Com uma carreira a dar os primeiros passos (produziu a primeira canção em 2018), a Evaya (Beatriz Bronze) coube a espinhosa missão de suceder a um “peso pesado” e segurar a fasquia num nível particularmente elevado. Desafio aceite, desafio ganho, a artista pôs no Palco Galeria o experimentalismo da sua música e a força das suas palavras, carregando de lirismo o segundo momento da noite. Com Polivalente (“a minha banda”) num plano recuado, Evaya surpreendeu pela sua expressividade e graça, mas sobretudo pela beleza da sua voz e riqueza dos seus poemas. Cantando quase exclusivamente em português, a artista trouxe com ela as certezas de quem tem os pés bem assentes na terra e sabe o que quer. Extraído do tema “Doce Linguagem”, “(…) escolho a Paz / em vez de querer estar certa”, é verso de canção e ideal de vida, arrastando para outra dimensão a intencionalidade do poema. Reveladoras de uma maturidade surpreendente, as mensagens vão-se fazendo anunciar e, devagarinho, acabam por entrar e sentar-se ao nosso lado. “Pertences às palavras / és livre do não-ser.”
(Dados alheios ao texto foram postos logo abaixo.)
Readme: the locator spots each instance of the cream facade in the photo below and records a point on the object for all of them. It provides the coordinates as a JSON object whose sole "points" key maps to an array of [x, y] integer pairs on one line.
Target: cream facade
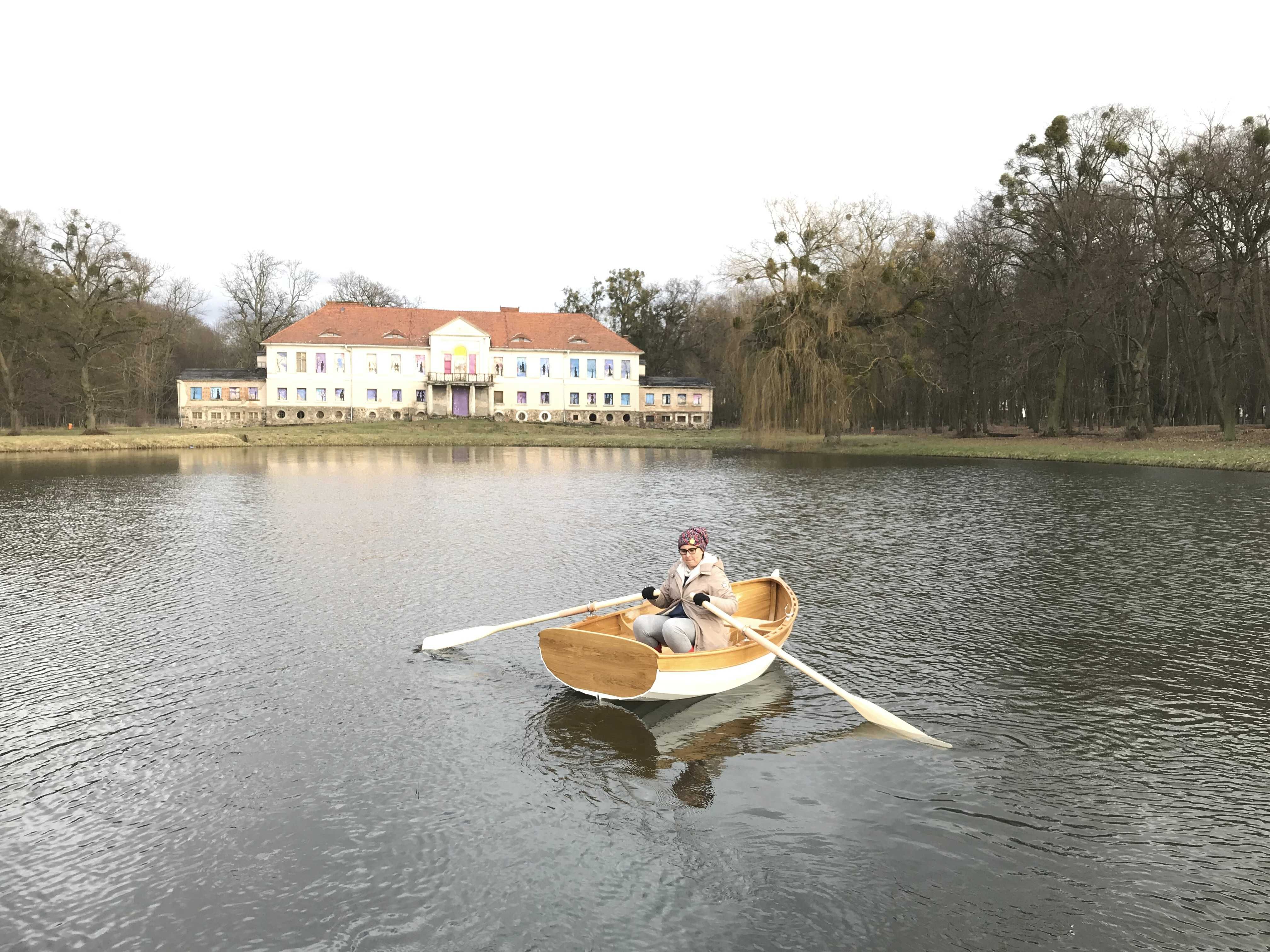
{"points": [[459, 372]]}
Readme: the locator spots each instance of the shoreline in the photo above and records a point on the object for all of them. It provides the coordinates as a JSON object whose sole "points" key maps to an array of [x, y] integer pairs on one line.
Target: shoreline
{"points": [[1188, 447]]}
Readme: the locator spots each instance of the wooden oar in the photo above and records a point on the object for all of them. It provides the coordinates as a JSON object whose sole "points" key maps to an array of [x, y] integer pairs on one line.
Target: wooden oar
{"points": [[435, 643], [868, 709]]}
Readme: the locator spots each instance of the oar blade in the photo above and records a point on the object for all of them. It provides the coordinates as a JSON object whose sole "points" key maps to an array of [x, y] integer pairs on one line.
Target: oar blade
{"points": [[435, 643], [882, 717]]}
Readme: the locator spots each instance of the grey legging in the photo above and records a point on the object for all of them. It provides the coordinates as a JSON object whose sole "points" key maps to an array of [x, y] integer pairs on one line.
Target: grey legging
{"points": [[657, 630]]}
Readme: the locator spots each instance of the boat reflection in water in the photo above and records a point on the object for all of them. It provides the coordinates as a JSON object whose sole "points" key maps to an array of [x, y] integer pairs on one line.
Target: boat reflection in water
{"points": [[644, 738]]}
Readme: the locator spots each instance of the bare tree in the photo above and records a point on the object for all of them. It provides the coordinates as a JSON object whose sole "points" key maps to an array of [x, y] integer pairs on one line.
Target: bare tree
{"points": [[266, 295], [23, 309], [94, 284], [361, 290]]}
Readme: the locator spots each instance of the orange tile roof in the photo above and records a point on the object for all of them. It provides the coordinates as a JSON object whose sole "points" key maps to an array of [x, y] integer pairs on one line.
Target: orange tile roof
{"points": [[364, 326]]}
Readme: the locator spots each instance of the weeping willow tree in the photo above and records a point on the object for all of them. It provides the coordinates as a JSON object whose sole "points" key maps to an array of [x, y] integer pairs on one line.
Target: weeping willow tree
{"points": [[834, 313]]}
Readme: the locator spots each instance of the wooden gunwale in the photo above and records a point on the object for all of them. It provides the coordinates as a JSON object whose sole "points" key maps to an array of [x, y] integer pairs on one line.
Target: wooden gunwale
{"points": [[779, 598]]}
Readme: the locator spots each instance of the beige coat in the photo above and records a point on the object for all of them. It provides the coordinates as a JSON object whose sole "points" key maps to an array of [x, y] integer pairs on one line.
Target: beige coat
{"points": [[712, 632]]}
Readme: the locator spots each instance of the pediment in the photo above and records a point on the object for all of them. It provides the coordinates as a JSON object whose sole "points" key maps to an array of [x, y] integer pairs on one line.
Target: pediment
{"points": [[459, 328]]}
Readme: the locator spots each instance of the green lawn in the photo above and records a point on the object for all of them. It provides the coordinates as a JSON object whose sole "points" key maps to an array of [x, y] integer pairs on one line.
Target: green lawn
{"points": [[1184, 446]]}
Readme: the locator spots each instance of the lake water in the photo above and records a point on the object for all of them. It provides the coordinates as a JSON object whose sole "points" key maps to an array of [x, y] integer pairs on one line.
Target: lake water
{"points": [[214, 733]]}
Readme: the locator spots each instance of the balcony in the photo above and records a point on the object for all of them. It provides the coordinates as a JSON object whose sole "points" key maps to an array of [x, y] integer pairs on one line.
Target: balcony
{"points": [[461, 379]]}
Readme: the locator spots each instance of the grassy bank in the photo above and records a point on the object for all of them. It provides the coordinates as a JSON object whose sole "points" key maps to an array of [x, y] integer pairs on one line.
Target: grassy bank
{"points": [[1198, 447]]}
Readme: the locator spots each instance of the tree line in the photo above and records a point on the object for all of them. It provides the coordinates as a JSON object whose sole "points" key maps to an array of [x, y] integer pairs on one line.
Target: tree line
{"points": [[1116, 277], [89, 331]]}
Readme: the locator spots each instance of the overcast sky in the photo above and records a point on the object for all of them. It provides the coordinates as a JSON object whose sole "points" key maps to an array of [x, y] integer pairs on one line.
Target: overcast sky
{"points": [[481, 155]]}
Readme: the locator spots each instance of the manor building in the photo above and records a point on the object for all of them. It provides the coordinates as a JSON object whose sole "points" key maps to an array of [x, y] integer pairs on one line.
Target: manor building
{"points": [[353, 362]]}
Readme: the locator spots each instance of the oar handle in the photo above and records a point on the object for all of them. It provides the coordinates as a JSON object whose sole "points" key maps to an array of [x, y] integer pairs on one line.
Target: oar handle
{"points": [[578, 610], [868, 709]]}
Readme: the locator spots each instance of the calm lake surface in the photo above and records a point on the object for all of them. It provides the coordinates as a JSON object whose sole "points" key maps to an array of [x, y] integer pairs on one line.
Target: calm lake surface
{"points": [[214, 733]]}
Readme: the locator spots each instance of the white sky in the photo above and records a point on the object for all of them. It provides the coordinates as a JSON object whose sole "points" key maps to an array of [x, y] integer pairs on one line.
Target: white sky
{"points": [[481, 155]]}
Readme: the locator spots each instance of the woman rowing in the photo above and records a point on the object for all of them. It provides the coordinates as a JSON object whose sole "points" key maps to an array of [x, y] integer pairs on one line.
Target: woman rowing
{"points": [[695, 579]]}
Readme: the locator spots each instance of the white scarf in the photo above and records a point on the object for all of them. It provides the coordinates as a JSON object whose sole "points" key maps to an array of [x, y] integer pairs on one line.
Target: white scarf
{"points": [[686, 577]]}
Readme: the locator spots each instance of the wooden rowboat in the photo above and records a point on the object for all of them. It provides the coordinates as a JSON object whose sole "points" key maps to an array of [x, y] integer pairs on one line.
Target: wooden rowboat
{"points": [[601, 657]]}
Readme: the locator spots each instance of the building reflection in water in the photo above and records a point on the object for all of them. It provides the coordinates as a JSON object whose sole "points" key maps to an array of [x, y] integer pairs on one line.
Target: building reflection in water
{"points": [[642, 739]]}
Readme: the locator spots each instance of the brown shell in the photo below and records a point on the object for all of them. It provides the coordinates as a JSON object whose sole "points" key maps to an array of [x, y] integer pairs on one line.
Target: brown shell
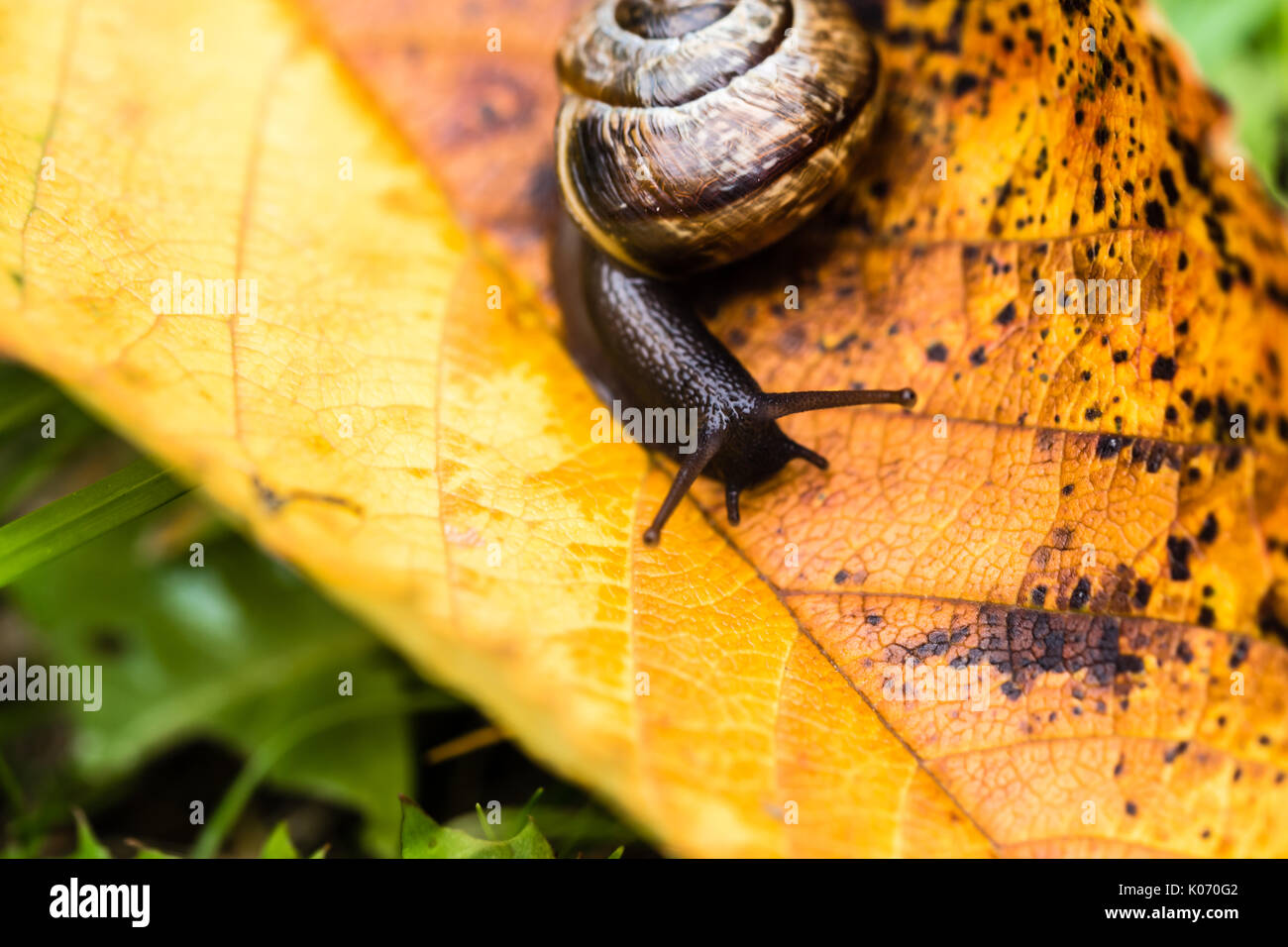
{"points": [[679, 154]]}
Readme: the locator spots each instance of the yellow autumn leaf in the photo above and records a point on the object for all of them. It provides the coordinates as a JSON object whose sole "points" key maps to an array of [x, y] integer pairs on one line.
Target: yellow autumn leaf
{"points": [[390, 410]]}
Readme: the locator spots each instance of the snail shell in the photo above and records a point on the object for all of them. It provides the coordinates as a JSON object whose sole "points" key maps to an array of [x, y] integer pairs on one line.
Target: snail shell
{"points": [[696, 132]]}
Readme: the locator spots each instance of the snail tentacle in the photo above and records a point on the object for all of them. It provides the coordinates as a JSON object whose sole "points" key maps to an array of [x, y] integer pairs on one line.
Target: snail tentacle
{"points": [[694, 133]]}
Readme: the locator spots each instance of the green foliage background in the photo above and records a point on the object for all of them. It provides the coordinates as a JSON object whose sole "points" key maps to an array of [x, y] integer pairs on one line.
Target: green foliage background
{"points": [[1241, 51]]}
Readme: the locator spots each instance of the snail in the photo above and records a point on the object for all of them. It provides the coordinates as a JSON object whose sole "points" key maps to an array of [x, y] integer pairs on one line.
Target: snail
{"points": [[691, 134]]}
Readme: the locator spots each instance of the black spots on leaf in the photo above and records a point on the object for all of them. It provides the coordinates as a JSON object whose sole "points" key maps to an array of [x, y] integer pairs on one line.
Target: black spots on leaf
{"points": [[1190, 161], [1179, 558], [1239, 654], [1155, 217], [964, 82], [1278, 294], [1168, 183], [1025, 643], [1081, 594], [1172, 753], [1216, 232], [1107, 69], [1034, 37], [1109, 445], [1129, 664], [1269, 621]]}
A encerrar a noite, Ana Lua Caiano e a sua loop station deram mostras do que são capazes. Com recurso a uma panóplia de instrumentos populares de percussão - o bombo e o adufe, a pandeireta, o brinquinho ou a melódica - e a vocalizações muito simples, a artista cria o ambiente de fundo sobre o qual se derrama uma música de raíz tradicional portuguesa, com versos inspirados num quotidiano feito de mal (me) quereres e corpos em mudança, lembretes e pessoas indecisas, mãos nas mãos e dores de cabeça, malas feitas e adeus. Juntando a uma voz bastante versátil, a harmonia e o bom gosto das composições e uma forte presença em palco, Ana Lua Caiano teve para oferecer uma hora de excelente música, reservando ainda algum tempo para explicar ao público um conjunto de pormenores que estão na base do seu processo criativo. “Cheguei Tarde a Ontem” e “Se Dançar É Só Depois”, títulos dos seus primeiros trabalhos, estiveram na base de um alinhamento onde tiveram igualmente lugar alguns temas originais e que farão parte de um novo álbum a editar no próximo mês de Fevereiro. À saída, a satisfação do público era bem patente nos rostos como nas conversas. Não cessa de se expandir este Ovar Expande!